The exclamation quoted in the title of this post refers not to Dmitriev’s work on the Karelian Book of Remembrance, however, or to his discovery of Sandarmokh and Krasny Bor and their transformation into memorials, but to the crimes of which he has been accused.

A British acquaintance with good Russian and a direct knowledge and experience of children’s homes in Russia was indignant when she heard of his case. He had rescued and restored to health a neglected little girl, just as he himself had been rescued in childhood from a similar fate: “They should give him a medal, not put him in prison!” she exclaimed.

JC

He deserves a medal for what he’s done [2]

Terminology

This website has been in existence since September 2017. While the terminology used here is, for the most part, established and widely used two terms have now been changed.

A foster daughter

The unfortunate child at the centre of the charges brought against Yury DMITRIEV has often been described as his “adopted” daughter.

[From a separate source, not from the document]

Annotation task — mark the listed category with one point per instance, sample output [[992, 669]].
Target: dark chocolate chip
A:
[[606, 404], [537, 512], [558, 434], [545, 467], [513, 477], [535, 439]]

Russian procedures in this respect differ from those in the West and they have further changed since late 2016 during the course of the investigation and trials of Dmitriev. It is more accurate to characterise the precarious official and legal relationship between Yury Dmitriev and Natasha since 2008 by describing her as his foster daughter.

the High Court

Until now the highest court in the Republic of Karelia, one of the 83 subjects of the Russian Federation, has been described as that administrative region’s “Supreme” Court.

There is, however, a Supreme Court in Moscow with jurisdiction over all the 83 subjects of the federation. It will be less confusing, as the Dmitriev case and the successive verdicts passed in Karelia are examined at a higher level, to reserve the adjective Supreme for the court based in Moscow and, henceforth, refer to the court on 27 Kirov St. in Petrozavodsk as the High Court of Karelia.

Above the Supreme Court stands the Constitutional Court in St Petersburg. And since 1998 a further court of appeal has existed outside Russia, the European Court of Human Rights in Strasbourg. How far along this judicial sequence the Dmitriev case progresses before justice is done remains to be seen.